I’ve just spent the last three weeks in Burma, traveling around the country from the biggest cities benefiting from reforms in the last few years to the sites of greatest devastation since a wave of anti-Muslim violence broke out in 2012.

Burma has seen impressive reforms, but at the same time there is a growing sense of tension, one that most people I spoke with agree will increase as the 2015 elections approach and incentives to stoke popular fears for political purposes increase. The last two years have been defining ones for Burma, the next two are likely to be even more critical.

I am left with many impressions from this trip, but three main developments that unfolded during my visit are critical danger signs that the Burmese government and the international community must urgently address.

Doctors Without Borders (MSF) Kicked out of Rakhine State

On February 27th, just days after I had visited camps holding tens of thousands of Rohingya Muslims displaced by violence, the Government of Burma announced it was kicking the Nobel Prize Winning aid group Doctors Without Borders (MSF) out of the country. This was no small development as many of the most repressed and hardest to reach people in need of medical care depend on MSF.

Tens of thousands rely on MSF delivered medicines for HIV/AIDs from week to week or day to day. United to End Genocide put out a statement condemning the decision and our organization’s President Tom Andrews returned to the camps to gather and share the stories of the real life consequences of the decision.

The government says it can fill in the gap left by MSF but that is a tall task. Attention must remain on what develops next or the consequences could be devastating.

Evidence of State Policy of Repression

On our way out to Burma we met with the group Fortify Rights and got a sneak peak at a damning report released during our first days in the country.
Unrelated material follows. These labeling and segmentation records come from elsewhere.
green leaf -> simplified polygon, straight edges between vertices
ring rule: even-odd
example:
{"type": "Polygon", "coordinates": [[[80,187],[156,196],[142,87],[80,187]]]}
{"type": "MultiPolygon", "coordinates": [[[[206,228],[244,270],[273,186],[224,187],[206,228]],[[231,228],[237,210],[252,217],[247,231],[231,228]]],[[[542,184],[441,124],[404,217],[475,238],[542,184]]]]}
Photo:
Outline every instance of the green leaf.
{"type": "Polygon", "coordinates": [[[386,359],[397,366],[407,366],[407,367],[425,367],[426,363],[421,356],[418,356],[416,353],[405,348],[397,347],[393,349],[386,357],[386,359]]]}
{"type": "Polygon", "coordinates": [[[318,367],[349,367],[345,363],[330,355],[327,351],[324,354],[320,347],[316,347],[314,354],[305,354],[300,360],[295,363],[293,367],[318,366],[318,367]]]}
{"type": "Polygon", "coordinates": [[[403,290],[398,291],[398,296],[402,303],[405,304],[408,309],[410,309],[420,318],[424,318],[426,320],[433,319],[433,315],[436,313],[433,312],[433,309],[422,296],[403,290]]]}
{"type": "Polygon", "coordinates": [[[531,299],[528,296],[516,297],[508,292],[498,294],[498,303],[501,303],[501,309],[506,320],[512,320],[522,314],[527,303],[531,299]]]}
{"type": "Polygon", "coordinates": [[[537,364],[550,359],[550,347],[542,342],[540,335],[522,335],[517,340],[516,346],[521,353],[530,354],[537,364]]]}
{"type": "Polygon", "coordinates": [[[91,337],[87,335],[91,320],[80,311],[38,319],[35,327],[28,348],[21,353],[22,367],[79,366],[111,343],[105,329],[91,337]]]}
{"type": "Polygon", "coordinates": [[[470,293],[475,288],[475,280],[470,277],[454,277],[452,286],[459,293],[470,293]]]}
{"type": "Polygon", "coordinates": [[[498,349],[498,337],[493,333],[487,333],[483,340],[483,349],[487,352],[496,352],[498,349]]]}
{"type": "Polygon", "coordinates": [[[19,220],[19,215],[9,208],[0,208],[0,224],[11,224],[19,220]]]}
The report, based on several leaked officials documents, provided proof that Rohingya Muslims in Rakhine state, already described by the United Nations as one of the most persecuted people in the world, were facing concerted policies of repression.
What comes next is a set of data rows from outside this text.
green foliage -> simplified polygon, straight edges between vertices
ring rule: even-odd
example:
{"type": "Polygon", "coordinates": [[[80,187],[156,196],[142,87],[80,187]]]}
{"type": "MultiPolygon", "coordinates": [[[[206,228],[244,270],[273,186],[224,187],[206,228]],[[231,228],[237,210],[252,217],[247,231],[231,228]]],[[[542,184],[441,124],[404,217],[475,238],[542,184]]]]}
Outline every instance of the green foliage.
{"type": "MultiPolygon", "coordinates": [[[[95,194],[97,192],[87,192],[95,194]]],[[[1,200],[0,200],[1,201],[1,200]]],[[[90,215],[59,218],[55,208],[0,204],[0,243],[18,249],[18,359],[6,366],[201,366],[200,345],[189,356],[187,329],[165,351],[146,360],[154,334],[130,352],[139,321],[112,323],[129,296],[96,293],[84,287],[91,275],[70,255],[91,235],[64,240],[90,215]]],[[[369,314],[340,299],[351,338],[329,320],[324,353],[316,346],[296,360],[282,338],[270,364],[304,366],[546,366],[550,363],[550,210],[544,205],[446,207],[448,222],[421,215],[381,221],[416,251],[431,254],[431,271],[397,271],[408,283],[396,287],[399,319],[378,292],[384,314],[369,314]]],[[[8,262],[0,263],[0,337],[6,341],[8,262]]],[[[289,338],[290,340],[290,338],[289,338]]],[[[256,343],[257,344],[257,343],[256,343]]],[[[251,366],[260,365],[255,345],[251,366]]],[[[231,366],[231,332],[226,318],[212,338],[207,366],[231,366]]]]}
It is not clear if these policies officially go up to the highest levels, but what is clear is that there is little denouncement of the repression from the top. One small example, is the response of President Thein Sein following reports of the dangerous speech and campaign of hatred led by extremist nationalist monk Wirathu, choosing not to speak out against such speech, but rather to tacitly condone it by describing Wirathu as a son of Buddha. Such dynamics are complex but can be generally understood as having a lot to do with playing to popular fears for the sake of power and influence.

Census

The expected rise in tensions ahead of the 2015 elections, a concern shared with me by nearly everyone I spoke with, are being previewed in current talks around the upcoming census. At the end of March, the first census in over 30 years will be carried out. Many observers and ethnic groups in Burma have criticized the census as blind to current tensions and risking setting off new violence. One expert went so far as to say that if there is violence following the census, the international community will have blood on its hands.
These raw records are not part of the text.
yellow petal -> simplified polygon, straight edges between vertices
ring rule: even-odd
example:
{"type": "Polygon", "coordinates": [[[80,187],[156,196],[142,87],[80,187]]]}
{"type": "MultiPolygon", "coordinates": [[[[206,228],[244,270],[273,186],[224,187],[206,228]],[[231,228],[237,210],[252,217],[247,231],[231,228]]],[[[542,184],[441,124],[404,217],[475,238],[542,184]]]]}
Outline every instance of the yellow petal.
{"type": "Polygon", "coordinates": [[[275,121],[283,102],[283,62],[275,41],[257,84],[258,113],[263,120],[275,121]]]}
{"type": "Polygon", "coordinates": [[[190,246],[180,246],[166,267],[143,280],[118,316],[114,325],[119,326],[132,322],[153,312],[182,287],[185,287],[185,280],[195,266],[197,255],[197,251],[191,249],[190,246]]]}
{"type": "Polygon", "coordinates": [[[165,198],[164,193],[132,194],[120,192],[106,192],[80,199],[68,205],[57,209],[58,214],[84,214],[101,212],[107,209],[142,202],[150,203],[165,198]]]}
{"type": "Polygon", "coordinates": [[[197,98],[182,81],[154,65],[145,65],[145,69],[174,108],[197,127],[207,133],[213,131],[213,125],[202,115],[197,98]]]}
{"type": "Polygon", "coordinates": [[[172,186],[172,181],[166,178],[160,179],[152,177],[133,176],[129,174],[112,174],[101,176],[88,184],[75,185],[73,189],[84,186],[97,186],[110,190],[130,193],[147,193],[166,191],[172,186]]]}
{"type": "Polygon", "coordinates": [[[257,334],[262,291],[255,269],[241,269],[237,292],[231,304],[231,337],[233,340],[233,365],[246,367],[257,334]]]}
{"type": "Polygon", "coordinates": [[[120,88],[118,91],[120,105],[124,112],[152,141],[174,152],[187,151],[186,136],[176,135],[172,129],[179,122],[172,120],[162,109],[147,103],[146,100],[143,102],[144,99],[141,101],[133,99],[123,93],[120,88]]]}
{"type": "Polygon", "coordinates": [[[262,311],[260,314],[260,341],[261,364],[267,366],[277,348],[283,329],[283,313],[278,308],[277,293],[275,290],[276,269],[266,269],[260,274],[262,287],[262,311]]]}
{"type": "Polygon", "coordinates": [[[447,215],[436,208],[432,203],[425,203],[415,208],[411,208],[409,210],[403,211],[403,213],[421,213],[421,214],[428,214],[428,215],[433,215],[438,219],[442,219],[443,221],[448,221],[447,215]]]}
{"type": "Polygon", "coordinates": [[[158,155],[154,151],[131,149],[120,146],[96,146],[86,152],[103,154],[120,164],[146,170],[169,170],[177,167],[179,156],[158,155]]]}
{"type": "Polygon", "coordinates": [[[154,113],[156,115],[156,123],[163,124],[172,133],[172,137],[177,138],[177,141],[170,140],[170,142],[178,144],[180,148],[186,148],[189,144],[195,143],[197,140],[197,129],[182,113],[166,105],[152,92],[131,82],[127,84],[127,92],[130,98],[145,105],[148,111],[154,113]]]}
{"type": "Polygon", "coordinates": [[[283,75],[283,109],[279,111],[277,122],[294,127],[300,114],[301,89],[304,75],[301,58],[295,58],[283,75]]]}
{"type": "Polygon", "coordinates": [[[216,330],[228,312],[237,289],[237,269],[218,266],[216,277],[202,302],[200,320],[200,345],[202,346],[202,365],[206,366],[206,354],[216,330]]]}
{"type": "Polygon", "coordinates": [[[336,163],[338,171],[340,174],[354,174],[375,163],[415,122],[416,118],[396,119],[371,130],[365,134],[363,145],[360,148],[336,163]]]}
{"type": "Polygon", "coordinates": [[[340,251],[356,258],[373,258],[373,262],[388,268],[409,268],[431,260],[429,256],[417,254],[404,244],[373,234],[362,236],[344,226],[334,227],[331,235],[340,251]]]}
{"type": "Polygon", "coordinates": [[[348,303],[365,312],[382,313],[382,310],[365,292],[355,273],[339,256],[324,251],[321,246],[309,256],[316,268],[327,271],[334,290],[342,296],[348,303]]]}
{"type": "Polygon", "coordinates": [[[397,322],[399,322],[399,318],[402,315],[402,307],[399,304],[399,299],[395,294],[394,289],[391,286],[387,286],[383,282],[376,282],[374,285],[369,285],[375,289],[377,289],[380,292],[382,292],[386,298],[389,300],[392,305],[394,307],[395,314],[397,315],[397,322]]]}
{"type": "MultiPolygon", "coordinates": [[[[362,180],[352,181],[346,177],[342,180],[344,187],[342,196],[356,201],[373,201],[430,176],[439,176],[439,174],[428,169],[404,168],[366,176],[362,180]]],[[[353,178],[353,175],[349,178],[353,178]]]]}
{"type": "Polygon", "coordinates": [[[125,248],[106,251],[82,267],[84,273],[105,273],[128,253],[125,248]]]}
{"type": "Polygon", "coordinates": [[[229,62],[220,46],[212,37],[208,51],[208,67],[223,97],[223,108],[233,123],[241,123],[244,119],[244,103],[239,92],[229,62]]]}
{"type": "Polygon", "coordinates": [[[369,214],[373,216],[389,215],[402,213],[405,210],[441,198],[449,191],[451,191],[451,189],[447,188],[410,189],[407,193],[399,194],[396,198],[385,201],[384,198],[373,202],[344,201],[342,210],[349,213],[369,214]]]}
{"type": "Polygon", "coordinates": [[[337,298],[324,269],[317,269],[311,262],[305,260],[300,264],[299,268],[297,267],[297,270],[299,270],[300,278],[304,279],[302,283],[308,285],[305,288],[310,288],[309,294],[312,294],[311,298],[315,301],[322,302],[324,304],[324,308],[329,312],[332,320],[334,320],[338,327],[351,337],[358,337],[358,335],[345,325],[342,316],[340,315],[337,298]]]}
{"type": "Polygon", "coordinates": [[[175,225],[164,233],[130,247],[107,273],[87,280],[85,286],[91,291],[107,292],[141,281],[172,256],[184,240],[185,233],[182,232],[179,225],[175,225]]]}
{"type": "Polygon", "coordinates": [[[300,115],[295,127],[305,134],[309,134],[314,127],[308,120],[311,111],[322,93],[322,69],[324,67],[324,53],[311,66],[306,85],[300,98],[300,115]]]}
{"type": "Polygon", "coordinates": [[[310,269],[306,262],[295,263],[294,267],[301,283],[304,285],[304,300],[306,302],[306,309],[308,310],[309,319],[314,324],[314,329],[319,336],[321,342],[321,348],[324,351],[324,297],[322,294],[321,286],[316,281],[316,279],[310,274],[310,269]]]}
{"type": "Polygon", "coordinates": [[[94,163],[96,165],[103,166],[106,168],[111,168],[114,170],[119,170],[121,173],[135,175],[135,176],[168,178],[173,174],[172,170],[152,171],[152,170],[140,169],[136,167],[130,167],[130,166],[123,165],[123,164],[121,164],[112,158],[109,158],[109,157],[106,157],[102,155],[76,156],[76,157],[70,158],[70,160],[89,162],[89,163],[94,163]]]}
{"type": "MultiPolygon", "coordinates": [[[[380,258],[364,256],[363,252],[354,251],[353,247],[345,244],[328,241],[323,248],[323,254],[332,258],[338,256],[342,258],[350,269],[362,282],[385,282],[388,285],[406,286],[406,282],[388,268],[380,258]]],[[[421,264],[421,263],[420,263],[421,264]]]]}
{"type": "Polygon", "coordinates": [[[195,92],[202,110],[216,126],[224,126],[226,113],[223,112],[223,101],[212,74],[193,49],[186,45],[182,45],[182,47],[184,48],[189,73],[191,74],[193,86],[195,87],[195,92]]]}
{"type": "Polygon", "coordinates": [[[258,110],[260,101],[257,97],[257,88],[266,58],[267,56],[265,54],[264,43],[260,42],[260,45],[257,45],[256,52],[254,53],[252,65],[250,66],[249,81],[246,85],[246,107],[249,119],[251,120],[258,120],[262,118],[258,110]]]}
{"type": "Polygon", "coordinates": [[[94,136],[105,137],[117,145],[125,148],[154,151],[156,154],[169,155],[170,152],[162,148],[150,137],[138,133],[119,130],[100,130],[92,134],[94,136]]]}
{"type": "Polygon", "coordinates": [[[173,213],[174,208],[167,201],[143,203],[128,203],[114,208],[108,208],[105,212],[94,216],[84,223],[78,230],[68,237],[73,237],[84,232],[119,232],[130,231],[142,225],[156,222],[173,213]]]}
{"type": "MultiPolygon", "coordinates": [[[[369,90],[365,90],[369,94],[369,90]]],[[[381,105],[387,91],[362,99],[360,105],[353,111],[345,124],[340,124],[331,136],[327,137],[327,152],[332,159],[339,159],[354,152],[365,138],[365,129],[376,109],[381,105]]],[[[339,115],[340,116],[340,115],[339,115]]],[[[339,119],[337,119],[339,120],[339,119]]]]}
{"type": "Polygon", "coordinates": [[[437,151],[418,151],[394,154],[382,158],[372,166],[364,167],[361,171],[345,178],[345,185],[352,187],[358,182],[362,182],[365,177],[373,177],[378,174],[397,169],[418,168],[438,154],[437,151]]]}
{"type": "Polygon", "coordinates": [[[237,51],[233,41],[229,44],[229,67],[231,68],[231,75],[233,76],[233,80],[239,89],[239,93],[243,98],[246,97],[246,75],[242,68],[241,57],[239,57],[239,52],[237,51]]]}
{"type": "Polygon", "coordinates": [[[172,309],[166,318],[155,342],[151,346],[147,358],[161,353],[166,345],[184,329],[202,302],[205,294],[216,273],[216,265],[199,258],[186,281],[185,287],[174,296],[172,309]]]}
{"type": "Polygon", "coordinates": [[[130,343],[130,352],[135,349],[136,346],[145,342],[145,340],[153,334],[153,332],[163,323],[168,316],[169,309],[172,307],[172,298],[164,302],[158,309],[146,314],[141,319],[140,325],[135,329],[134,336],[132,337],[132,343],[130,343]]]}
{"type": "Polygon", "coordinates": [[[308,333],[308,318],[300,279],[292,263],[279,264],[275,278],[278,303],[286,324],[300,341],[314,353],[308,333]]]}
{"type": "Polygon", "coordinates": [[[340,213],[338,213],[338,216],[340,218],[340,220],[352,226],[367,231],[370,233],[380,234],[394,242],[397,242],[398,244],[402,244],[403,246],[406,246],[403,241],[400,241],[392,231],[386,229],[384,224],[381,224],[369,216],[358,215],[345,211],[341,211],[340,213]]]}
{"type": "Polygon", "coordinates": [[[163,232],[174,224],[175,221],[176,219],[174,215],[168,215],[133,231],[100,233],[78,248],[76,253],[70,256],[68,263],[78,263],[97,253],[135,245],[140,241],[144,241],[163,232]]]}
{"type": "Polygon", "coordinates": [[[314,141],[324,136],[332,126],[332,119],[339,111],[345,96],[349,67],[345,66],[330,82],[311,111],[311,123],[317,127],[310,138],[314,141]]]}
One aspect of the controversy is that the census is likely to show a sharp rise in the Muslim population, partially due to real growth, but accentuated by an underplayed number in the last census. The danger is that this will play right into overblown fears currently being utilized by extremist monks of a Muslim invasion of Buddhist Burmese culture, described aptly by one Burmese expert as a “siege mentality”. Much can be and has been said about the census, but the bottom line is that it is just a preview of the tensions and risk of unintended triggers of violence as the election draws nearer.

Looking Forward

Amid these warning signs, there were also signs of a growing, if still much overshadowed domestic efforts at interfaith reconciliation and peace. The government of Burma is also sensitive and in some cases even receptive, to international pressure or advice. Finding a way to leverage that combination of domestic civil society and international attention will be key in ensuring the troubling dynamics at work do not lead to more violence.